I repair a fair amount of ceilng radiant heat here in Indiana. The folks that have it turn down the option of baseboard heat almost to a person. They really love the ceilng heat.
I use a tic tracer, and disconnect one half of the 230v feed to the thermostat, and then by-pass the t-stat. Turn the circuit back on, use the tracer to follow the cable up the wall, then in the tight loops across the ceiling. When you run out of signal, mark the spot (pencil) the repeat the process with the other half of the circuit. If it runs out in the same place, you've found the break. If not, keep at it. A lot of it is learned experience, and figuring out how the ceiling loops are run. They are installed in loops back and forth across the ceiling, usually 4" apart, from one end to another. The wires are usually sandwiched between two layers of drywall, or plastered onto an existing layer of plasterboard then another board is added and plastered again.
A tip is to find and look at the crimped connections between the resistive wire in the ceiling and the wires feeding them from the t-stat. They seem to disintegrate first. Second tip is to look for anything added to the ceiling through the years. I've patched more than a few right at a swag hook installed fairly recently. Third tip, repair guys often repair water damage by removing the first layer of plaster/drywall, then screwing the patch piece to the ceiling without thinking or knowing of the cable heat. The screws often just nick the wire, and the wire lasts some time before finally burning through. Patches could be a few years old before any trouble shows, so ask about older patches as well as very recent ones.

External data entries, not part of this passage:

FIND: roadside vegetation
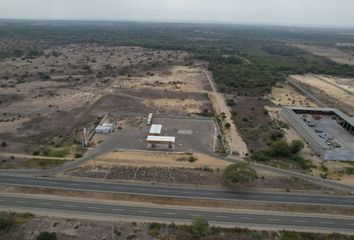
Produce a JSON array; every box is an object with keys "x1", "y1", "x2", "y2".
[
  {"x1": 251, "y1": 140, "x2": 314, "y2": 171},
  {"x1": 223, "y1": 163, "x2": 258, "y2": 184}
]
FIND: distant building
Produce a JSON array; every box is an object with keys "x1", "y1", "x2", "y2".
[
  {"x1": 146, "y1": 136, "x2": 176, "y2": 149},
  {"x1": 149, "y1": 124, "x2": 162, "y2": 136},
  {"x1": 146, "y1": 113, "x2": 152, "y2": 125}
]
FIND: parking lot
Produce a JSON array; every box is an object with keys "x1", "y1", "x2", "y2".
[
  {"x1": 300, "y1": 114, "x2": 354, "y2": 151},
  {"x1": 106, "y1": 118, "x2": 218, "y2": 154}
]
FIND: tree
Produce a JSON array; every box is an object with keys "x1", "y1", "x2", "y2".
[
  {"x1": 223, "y1": 163, "x2": 258, "y2": 184},
  {"x1": 290, "y1": 140, "x2": 305, "y2": 154},
  {"x1": 37, "y1": 231, "x2": 58, "y2": 240},
  {"x1": 191, "y1": 217, "x2": 209, "y2": 237}
]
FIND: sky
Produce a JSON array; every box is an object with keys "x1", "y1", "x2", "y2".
[{"x1": 0, "y1": 0, "x2": 354, "y2": 27}]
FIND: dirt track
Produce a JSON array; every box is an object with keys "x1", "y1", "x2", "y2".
[{"x1": 205, "y1": 72, "x2": 248, "y2": 156}]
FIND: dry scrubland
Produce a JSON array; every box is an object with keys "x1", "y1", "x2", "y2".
[
  {"x1": 266, "y1": 79, "x2": 354, "y2": 186},
  {"x1": 294, "y1": 44, "x2": 354, "y2": 65},
  {"x1": 0, "y1": 45, "x2": 212, "y2": 158}
]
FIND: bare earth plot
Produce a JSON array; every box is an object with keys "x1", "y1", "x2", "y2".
[
  {"x1": 0, "y1": 45, "x2": 206, "y2": 154},
  {"x1": 266, "y1": 78, "x2": 354, "y2": 185},
  {"x1": 268, "y1": 83, "x2": 317, "y2": 107},
  {"x1": 295, "y1": 44, "x2": 354, "y2": 65}
]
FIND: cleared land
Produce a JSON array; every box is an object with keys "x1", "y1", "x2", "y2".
[
  {"x1": 268, "y1": 83, "x2": 317, "y2": 107},
  {"x1": 0, "y1": 44, "x2": 213, "y2": 157},
  {"x1": 294, "y1": 44, "x2": 354, "y2": 65},
  {"x1": 291, "y1": 74, "x2": 354, "y2": 116}
]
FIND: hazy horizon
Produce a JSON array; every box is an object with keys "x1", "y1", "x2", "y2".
[{"x1": 0, "y1": 0, "x2": 354, "y2": 28}]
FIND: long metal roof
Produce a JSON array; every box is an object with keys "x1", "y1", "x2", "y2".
[
  {"x1": 149, "y1": 124, "x2": 162, "y2": 134},
  {"x1": 146, "y1": 136, "x2": 176, "y2": 143}
]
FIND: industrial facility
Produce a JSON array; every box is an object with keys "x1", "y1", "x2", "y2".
[
  {"x1": 146, "y1": 113, "x2": 176, "y2": 149},
  {"x1": 281, "y1": 107, "x2": 354, "y2": 161}
]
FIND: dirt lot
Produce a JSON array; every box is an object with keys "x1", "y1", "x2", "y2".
[
  {"x1": 266, "y1": 84, "x2": 354, "y2": 185},
  {"x1": 87, "y1": 151, "x2": 230, "y2": 169},
  {"x1": 294, "y1": 44, "x2": 354, "y2": 65},
  {"x1": 291, "y1": 74, "x2": 354, "y2": 116},
  {"x1": 0, "y1": 45, "x2": 212, "y2": 156},
  {"x1": 268, "y1": 83, "x2": 317, "y2": 107},
  {"x1": 0, "y1": 216, "x2": 352, "y2": 240},
  {"x1": 0, "y1": 217, "x2": 153, "y2": 240}
]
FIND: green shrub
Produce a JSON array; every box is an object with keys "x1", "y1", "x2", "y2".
[
  {"x1": 0, "y1": 212, "x2": 14, "y2": 231},
  {"x1": 36, "y1": 231, "x2": 58, "y2": 240},
  {"x1": 149, "y1": 222, "x2": 161, "y2": 238},
  {"x1": 191, "y1": 217, "x2": 209, "y2": 237}
]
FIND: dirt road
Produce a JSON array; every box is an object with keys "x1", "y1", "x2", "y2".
[{"x1": 205, "y1": 71, "x2": 248, "y2": 156}]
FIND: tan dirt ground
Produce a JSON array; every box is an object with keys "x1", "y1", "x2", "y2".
[
  {"x1": 268, "y1": 83, "x2": 317, "y2": 107},
  {"x1": 83, "y1": 151, "x2": 230, "y2": 169},
  {"x1": 291, "y1": 74, "x2": 354, "y2": 115},
  {"x1": 294, "y1": 44, "x2": 354, "y2": 65},
  {"x1": 143, "y1": 98, "x2": 203, "y2": 113}
]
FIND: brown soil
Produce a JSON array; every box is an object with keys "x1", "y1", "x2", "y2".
[{"x1": 295, "y1": 44, "x2": 354, "y2": 65}]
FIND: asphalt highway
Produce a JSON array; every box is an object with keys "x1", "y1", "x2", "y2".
[
  {"x1": 0, "y1": 196, "x2": 354, "y2": 232},
  {"x1": 0, "y1": 175, "x2": 354, "y2": 207}
]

Tell the folks you're doing the work for that it's often time-consuming to repair the heat, but well worth it.
Didn't there used to be a section in the American Electrician's Handbook on installing ceiling heat? If you know how it's installed, it's easier to visualize how to find and repair it.
edited for late night, two fingered typing.
[This message has been edited by Dallas (edited 12-05-2004).]
Watthead, I have never lived in a house with ceiling heat but many years ago designed and installed many ceiling heat systems for projects the required electric heat. All customers were very happy with the system. Baseboard heat is very expensive to operate and there are quite large variances in the temperatures around the room. With radiant ceiling heat the temperatures around the room are the same within a couple of degrees. Radiant heating doesn’t just heat the air, it heats the ceiling, floor furniture and the people standing in the room. If you have had a bad experience with radiant ceiling heat it was because it was not designed/installed properly. All the heating systems I installed were panel systems not individual wires.
Thanks for the help. I agree with everyone that ceiling heat is not the best option for heating a house. It does have some advantages besides heating attic. Some of my customers like it because it is silent and it does not take up any wall space and it heats even. There is a lot of houses up here in Oregon that have ceiling heat. It was just one of those things they put in houses in the 60's and 70's. Does anyone know what would be the proper way to splice a broken heating conductor in the ceiling? I think typically electricains use crimp barrel sleeves.